Le vieux Wu et Zhou Cangsong s'assirent tous deux, et Fu Ying les suivit et s'assit à côté de Zhou Xuan, voulant elle aussi comprendre ce que Zhou Xuan voulait vraiment dire.
Zhou Xuan déplia le tissu jaune, posa le bol en porcelaine sur la table, puis dit avec un sourire : « Vieux Wu, regardez encore une fois. »
Zhou Cangsong alluma délibérément la lumière principale de la pièce intérieure, la rendant vive et claire, illuminant tout si nettement qu'on pouvait même voir un seul cheveu.
Le vieux Wu fut fort surpris. Les paroles de Zhou Xuan signifiaient sans aucun doute que son achat du bol n'était pas anodin, mais recelait une signification plus profonde. Sinon, pourquoi aurait-il donné 80
000 pièces d'or à la légère
?
Même si Zhou Xuan est riche, 80
000 yuans, c'est une somme dérisoire, une goutte d'eau dans l'océan, mais il ne les jetterait pas comme ça. Ce n'est pas un philanthrope. La seule explication, c'est que cet objet a de la valeur, et qu'il vaut certainement plus de 80
000 yuans.
Le vieux Wu hésita un instant, puis retira le tissu, prit le bol et l'examina attentivement à la lumière. Sa conclusion demeurait cependant la même
: il ne s'était pas trompé.
Zhou Xuan rit doucement et dit : « Vieux Wu, tu ne te trompes pas au sujet de ce bol. Ce n'est qu'une imitation de four officiel, fabriquée dans un four en terre de la dynastie Qing ; ça ne vaut pas grand-chose. Enfin… » Il désigna le morceau de tissu jaune terre.
Le vieux Wu fut stupéfait. Zhou Xuan avait réellement acheté cet objet pour 80 000 pièces.
En affaires, Lao Wu est toujours très perspicace et doté d'un œil aiguisé. Lorsqu'on apporte des antiquités à vendre, ce ne sont pas les objets eux-mêmes qui ont de la valeur, mais les coffrets et autres contenants. Ayant souvent été confronté à ce genre de situation, Lao Wu y porte une attention toute particulière.
Lorsque le jeune homme ouvrit le sac et en sortit le sac en tissu jaune, le vieux Wu remarqua que ce tissu était un simple tissu jaune tissé de la campagne, sans rien d'étrange. Mais Zhou Xuan affirma que ce tissu jaune avait quelque chose d'inhabituel. Quelle pouvait en être la raison
?
Le vieux Wu resta un instant stupéfait, puis s'empara rapidement de l'étoffe jaune. Celle-ci mesurait environ un mètre de large et une quarantaine de centimètres de long. À première vue, le tissu semblait tout à fait ordinaire. Le tissage des bords était serré. Qu'avait donc de si particulier un simple morceau d'étoffe jaune
?
Le vieux Wu le fixa longuement sans parvenir à le comprendre.
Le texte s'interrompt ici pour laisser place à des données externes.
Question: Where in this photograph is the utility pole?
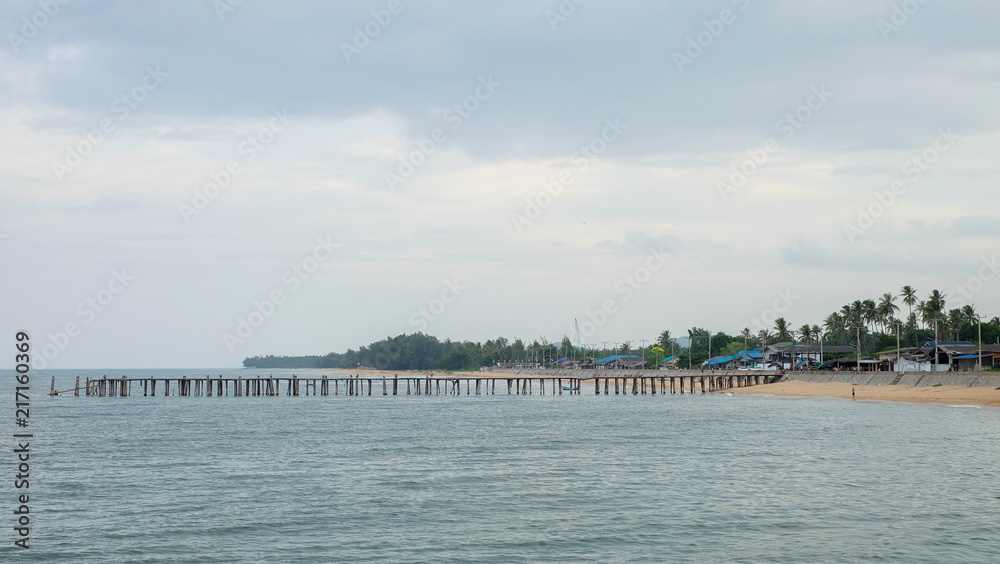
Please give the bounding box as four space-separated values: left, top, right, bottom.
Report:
857 324 861 373
895 323 903 372
934 317 941 372
976 315 985 372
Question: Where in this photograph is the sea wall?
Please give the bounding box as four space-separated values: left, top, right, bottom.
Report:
489 368 1000 388
488 368 780 380
785 371 1000 388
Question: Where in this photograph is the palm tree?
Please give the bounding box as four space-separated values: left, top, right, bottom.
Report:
774 317 792 342
760 329 772 349
861 300 878 331
962 304 979 324
947 308 965 341
799 323 813 345
899 286 917 322
878 292 899 329
906 313 919 346
823 312 847 345
920 290 948 340
656 329 674 350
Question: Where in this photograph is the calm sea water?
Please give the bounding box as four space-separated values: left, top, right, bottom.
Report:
0 370 1000 563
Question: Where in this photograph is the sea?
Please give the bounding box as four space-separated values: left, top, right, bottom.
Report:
0 369 1000 564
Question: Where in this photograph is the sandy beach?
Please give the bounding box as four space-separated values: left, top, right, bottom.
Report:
726 380 1000 407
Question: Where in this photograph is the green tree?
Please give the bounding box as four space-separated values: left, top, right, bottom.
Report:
774 317 792 343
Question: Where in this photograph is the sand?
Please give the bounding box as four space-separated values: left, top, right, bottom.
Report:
726 380 1000 407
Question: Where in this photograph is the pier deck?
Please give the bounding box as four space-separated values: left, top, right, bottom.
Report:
49 371 781 397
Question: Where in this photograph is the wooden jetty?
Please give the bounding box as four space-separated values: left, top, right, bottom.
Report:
49 371 781 397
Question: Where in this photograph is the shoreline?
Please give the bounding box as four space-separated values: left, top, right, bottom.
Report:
719 380 1000 408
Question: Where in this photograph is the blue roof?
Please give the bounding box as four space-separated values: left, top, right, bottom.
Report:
705 355 740 366
594 354 639 363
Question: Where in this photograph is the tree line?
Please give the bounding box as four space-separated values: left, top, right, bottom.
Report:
243 286 1000 370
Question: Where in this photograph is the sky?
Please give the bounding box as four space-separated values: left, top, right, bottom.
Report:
0 0 1000 368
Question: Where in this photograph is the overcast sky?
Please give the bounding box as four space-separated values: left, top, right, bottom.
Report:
0 0 1000 368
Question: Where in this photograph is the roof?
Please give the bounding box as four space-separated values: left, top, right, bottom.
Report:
594 354 639 362
922 341 973 349
764 343 857 354
926 341 1000 356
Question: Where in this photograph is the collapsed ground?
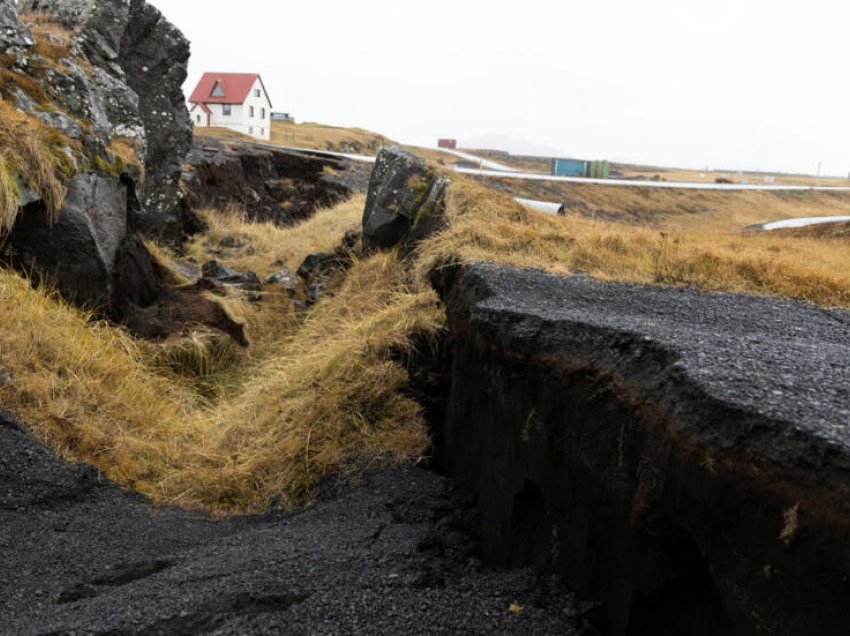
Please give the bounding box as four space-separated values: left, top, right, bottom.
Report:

Ce n'était qu'un simple morceau de tissu, rien de particulier.
Le vieux Wu réfléchit un instant, puis déposa délicatement le tissu sur la table et demanda : « Xiao Zhou, je suis vraiment mauvais pour juger les choses. Je ne vois rien d'inhabituel dans ce tissu. Les bords sont tissés serrés, il n'est pas très épais et il n'y a pas de doublures. Alors, qu'y a-t-il d'étrange ? Ne me faites pas languir, dites-le-moi directement. »
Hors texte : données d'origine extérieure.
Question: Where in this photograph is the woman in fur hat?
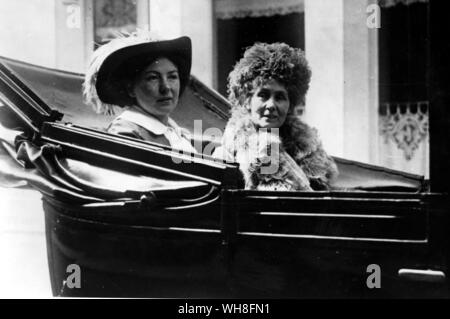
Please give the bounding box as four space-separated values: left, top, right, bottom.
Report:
83 30 196 153
214 43 337 190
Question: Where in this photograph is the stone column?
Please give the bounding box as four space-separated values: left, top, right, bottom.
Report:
305 0 378 163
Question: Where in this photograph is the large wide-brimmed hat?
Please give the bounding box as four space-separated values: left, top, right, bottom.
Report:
84 32 192 113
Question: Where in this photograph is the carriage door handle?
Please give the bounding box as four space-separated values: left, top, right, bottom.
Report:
398 268 445 282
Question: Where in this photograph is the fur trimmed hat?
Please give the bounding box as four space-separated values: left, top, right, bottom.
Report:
228 42 311 108
83 30 192 114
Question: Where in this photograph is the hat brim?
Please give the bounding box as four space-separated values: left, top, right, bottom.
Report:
95 37 192 106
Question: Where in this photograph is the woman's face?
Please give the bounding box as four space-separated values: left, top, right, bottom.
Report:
249 80 290 128
130 58 180 123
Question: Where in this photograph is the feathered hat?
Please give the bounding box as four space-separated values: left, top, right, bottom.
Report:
83 30 192 114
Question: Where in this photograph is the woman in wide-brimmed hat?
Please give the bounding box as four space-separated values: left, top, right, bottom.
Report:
214 43 337 190
83 30 195 152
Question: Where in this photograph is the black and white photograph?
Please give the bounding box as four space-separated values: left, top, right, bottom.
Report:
0 0 450 302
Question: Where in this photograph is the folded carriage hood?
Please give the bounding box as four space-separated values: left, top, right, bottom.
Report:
0 57 426 192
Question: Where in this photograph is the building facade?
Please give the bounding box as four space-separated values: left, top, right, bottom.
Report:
0 0 429 175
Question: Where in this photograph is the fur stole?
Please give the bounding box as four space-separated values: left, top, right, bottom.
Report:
222 108 338 190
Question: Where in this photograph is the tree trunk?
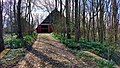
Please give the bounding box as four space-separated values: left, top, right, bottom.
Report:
66 0 71 39
17 0 23 39
92 0 95 41
112 0 118 43
100 0 104 43
0 0 4 52
82 0 86 38
75 0 80 42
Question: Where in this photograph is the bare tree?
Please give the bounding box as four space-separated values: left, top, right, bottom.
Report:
0 0 4 52
66 0 70 39
17 0 23 39
75 0 80 42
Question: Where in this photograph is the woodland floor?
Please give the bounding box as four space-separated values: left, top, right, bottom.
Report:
14 34 87 68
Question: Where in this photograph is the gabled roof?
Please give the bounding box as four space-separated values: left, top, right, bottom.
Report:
41 8 63 24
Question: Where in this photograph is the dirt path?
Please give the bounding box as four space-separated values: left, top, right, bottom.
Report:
14 34 86 68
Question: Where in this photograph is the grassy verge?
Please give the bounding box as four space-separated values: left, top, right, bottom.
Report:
52 33 115 68
0 33 37 68
0 48 27 68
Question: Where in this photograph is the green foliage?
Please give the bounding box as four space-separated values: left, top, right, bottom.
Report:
24 35 34 43
52 32 114 54
5 33 37 49
0 48 27 65
76 51 114 68
5 39 23 48
96 59 114 68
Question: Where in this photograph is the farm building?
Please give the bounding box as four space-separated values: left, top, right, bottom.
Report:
36 9 61 33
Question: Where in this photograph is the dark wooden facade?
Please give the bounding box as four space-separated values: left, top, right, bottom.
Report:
37 24 53 33
36 8 64 33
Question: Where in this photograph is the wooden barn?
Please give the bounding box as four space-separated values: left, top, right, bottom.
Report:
36 9 60 33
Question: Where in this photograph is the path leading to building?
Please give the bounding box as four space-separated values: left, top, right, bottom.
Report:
14 34 86 68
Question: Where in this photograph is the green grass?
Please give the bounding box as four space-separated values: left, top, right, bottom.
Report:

Zhou Xuan laissa échapper un petit rire, puis prit une paire de ciseaux et coupa les deux tiers environ du bord du tissu kaki. Après avoir enlevé le surplus, il rendit le tissu à Wu en disant avec un sourire
: «
Regarde encore.
»
Le vieux Wu fut un instant stupéfait, puis prit rapidement le morceau d'étoffe et examina attentivement l'endroit où Zhou Xuan avait coupé. En y regardant de plus près, il découvrit quelque chose d'étonnant. À l'endroit précis où Zhou Xuan avait coupé, le tissage révélait clairement que, bien que l'étoffe ne fût pas épaisse, elle était en réalité composée de deux couches extrêmement fines de tissu jaune cousues ensemble.
Le vieux Wu sépara aussitôt les deux épaisseurs de tissu à la jonction. Elles étaient manifestement collées, et si solidement fixées qu'elles semblaient ne former qu'une seule pièce. Au toucher et au toucher, il était impossible de s'en apercevoir.
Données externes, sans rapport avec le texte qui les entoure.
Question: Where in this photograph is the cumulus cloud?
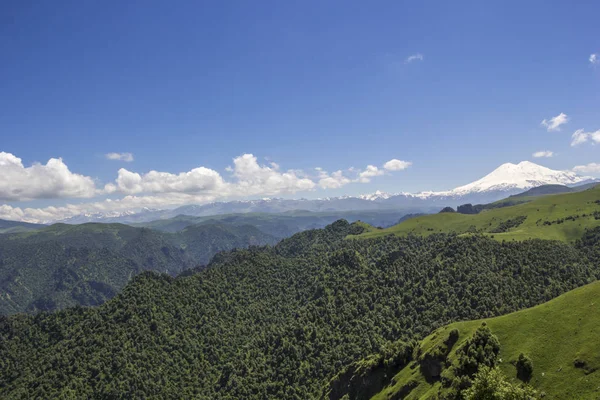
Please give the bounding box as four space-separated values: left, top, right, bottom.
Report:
0 153 410 222
104 153 133 162
573 163 600 174
0 152 97 201
571 129 600 146
233 154 316 196
404 53 423 64
104 167 227 194
541 113 569 132
532 150 554 158
383 158 412 171
357 165 385 183
318 169 352 189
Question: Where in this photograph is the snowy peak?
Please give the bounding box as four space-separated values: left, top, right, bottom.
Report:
449 161 589 195
358 190 395 201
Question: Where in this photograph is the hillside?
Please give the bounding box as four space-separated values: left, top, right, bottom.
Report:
365 282 600 400
0 221 600 399
510 185 576 197
131 210 418 239
360 187 600 242
0 219 46 234
0 223 276 315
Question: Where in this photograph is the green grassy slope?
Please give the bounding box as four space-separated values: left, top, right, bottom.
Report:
0 221 600 399
358 187 600 242
373 282 600 400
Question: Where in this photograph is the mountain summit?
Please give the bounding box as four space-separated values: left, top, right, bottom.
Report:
447 161 591 196
52 161 592 223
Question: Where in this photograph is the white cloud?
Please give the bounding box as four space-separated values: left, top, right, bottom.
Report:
357 165 385 183
0 152 97 201
532 150 554 158
571 129 600 146
404 53 423 64
573 163 600 174
541 113 569 132
233 154 316 196
383 158 412 171
104 167 227 194
0 153 409 222
319 170 352 189
104 153 133 162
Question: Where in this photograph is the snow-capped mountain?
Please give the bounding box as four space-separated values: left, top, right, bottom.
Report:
357 190 397 201
434 161 590 196
57 161 593 223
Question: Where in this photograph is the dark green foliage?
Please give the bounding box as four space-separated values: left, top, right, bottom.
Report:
325 342 415 399
455 322 500 377
0 224 276 314
440 207 456 214
515 353 533 382
0 221 599 399
456 203 479 214
490 215 527 233
464 367 538 400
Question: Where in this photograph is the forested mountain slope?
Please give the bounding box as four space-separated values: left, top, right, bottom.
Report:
0 223 276 314
354 282 600 400
130 209 412 239
360 187 600 242
0 221 600 399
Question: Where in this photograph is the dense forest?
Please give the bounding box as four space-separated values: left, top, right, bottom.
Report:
0 221 600 399
0 223 277 315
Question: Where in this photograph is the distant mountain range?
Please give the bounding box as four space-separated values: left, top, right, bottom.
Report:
55 161 595 224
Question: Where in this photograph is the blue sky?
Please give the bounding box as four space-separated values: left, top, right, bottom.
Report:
0 1 600 222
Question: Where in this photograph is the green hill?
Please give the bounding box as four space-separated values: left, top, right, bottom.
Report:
131 210 414 239
0 223 277 314
364 282 600 400
352 187 600 242
0 221 600 399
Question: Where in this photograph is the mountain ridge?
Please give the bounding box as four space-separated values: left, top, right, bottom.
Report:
17 161 595 224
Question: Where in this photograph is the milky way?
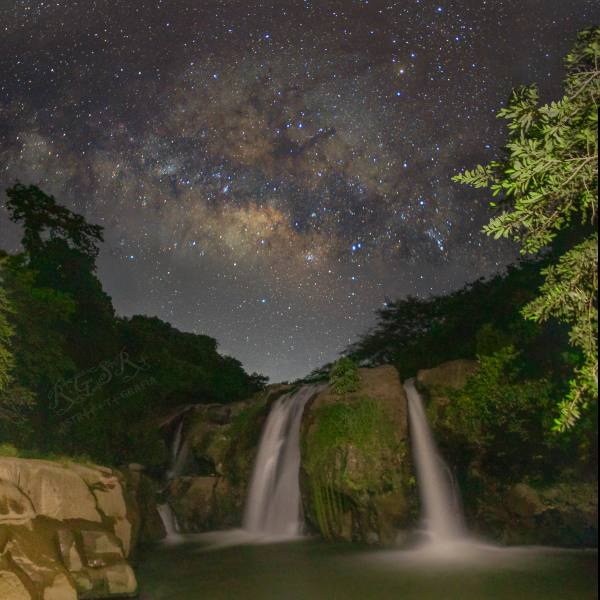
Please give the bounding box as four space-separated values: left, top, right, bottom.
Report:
0 0 600 380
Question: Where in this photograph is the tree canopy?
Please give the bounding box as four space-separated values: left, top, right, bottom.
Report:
454 27 600 430
0 184 266 465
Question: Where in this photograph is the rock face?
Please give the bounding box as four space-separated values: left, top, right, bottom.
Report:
166 385 289 532
416 359 477 428
0 458 139 600
416 360 598 547
300 366 415 544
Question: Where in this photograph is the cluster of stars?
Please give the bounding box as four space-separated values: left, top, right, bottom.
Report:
0 0 600 380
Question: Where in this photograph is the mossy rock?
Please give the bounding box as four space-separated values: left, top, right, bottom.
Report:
301 366 413 544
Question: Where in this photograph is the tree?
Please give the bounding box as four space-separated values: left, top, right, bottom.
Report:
453 27 600 431
6 183 103 257
0 263 15 392
6 183 118 368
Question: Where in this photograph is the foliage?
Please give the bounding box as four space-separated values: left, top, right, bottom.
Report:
6 183 103 257
0 184 266 465
329 356 360 394
429 346 582 481
303 397 401 539
454 27 600 431
348 262 564 379
0 263 15 393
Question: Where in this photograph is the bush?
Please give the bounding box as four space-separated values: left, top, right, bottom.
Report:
329 357 360 394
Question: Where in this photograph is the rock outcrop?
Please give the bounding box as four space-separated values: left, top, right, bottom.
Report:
0 458 140 600
165 385 289 532
416 360 598 547
300 366 415 544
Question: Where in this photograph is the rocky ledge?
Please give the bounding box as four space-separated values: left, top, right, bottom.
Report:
0 458 161 600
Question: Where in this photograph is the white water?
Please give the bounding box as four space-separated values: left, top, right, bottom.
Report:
244 385 319 537
404 379 465 543
167 417 188 479
156 503 181 544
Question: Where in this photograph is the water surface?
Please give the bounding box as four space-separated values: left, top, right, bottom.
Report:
137 532 597 600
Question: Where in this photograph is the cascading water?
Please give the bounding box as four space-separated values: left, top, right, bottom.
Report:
156 417 187 542
167 417 188 479
244 385 319 536
404 379 465 542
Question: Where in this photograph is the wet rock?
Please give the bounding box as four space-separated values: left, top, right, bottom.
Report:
506 483 544 517
300 366 414 544
0 569 33 600
0 458 102 523
81 530 124 568
0 479 35 525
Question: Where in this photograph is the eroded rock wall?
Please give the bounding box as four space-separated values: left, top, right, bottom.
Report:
0 458 146 600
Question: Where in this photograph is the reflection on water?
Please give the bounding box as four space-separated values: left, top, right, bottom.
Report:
137 530 597 600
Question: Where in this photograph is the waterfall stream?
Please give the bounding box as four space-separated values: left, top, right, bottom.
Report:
244 385 319 536
404 379 465 542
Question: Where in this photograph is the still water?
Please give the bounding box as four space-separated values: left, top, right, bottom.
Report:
136 532 597 600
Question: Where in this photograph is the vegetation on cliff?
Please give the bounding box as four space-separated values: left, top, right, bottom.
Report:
0 184 265 464
455 27 600 430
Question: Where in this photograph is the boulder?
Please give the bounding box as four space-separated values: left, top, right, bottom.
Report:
0 458 102 523
0 569 33 600
169 477 217 531
81 530 124 568
0 458 137 600
0 479 35 525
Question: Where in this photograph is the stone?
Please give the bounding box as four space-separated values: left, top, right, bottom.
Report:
0 458 102 523
0 479 35 525
0 569 32 600
56 529 83 571
81 530 124 568
168 477 217 531
506 483 544 517
300 365 414 545
43 573 77 600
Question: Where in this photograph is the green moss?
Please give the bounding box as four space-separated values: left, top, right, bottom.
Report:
303 397 401 539
329 357 360 394
0 444 19 457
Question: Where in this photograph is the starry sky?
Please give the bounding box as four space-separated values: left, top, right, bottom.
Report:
0 0 600 381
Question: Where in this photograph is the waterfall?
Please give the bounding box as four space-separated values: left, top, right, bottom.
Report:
156 503 181 543
404 379 465 541
167 416 189 479
244 385 319 536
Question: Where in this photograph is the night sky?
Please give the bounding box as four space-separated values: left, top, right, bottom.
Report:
0 0 600 381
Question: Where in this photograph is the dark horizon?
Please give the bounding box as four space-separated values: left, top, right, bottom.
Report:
0 1 600 381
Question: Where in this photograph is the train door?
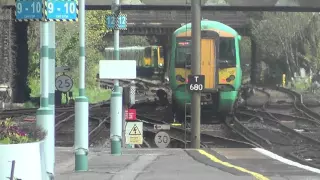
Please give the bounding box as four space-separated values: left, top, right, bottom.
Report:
200 39 216 89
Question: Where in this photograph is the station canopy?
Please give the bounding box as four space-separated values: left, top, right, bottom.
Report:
4 0 320 11
92 0 320 8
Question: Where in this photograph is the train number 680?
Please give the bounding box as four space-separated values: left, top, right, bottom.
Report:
189 84 203 91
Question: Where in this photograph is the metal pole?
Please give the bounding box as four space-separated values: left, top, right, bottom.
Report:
74 0 89 171
110 0 122 155
191 0 201 148
36 22 54 179
49 22 56 168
Séparez délicatement les deux épaisseurs de tissu en trois ou quatre morceaux seulement, et soudain, un autre morceau de tissu jaune apparaît au milieu. Les deux faces de ce tissu sont recouvertes d'un film ultra-fin pour empêcher la colle de les abîmer.
Lorsque le vieux Wu aperçut l'étoffe jaune qui dépassait du milieu, son cœur se serra. Ce n'était pas une simple étoffe jaune
; c'était du brocart jaune, une étoffe interdite dans l'Antiquité. Seuls les hauts fonctionnaires, c'est-à-dire la famille impériale, étaient autorisés à le porter. Les gens du peuple ou les riches n'osaient pas s'en procurer, car le brocart jaune était réservé à l'empereur
; on l'appelait «
robe du dragon
».
Cependant, ce qui était pris en sandwich dans le tissu ne pouvait en aucun cas être une robe de dragon, car la taille ne correspondait pas. Cet espace était trop petit pour contenir une robe de dragon, mais il y avait forcément autre chose qui pouvait y entrer.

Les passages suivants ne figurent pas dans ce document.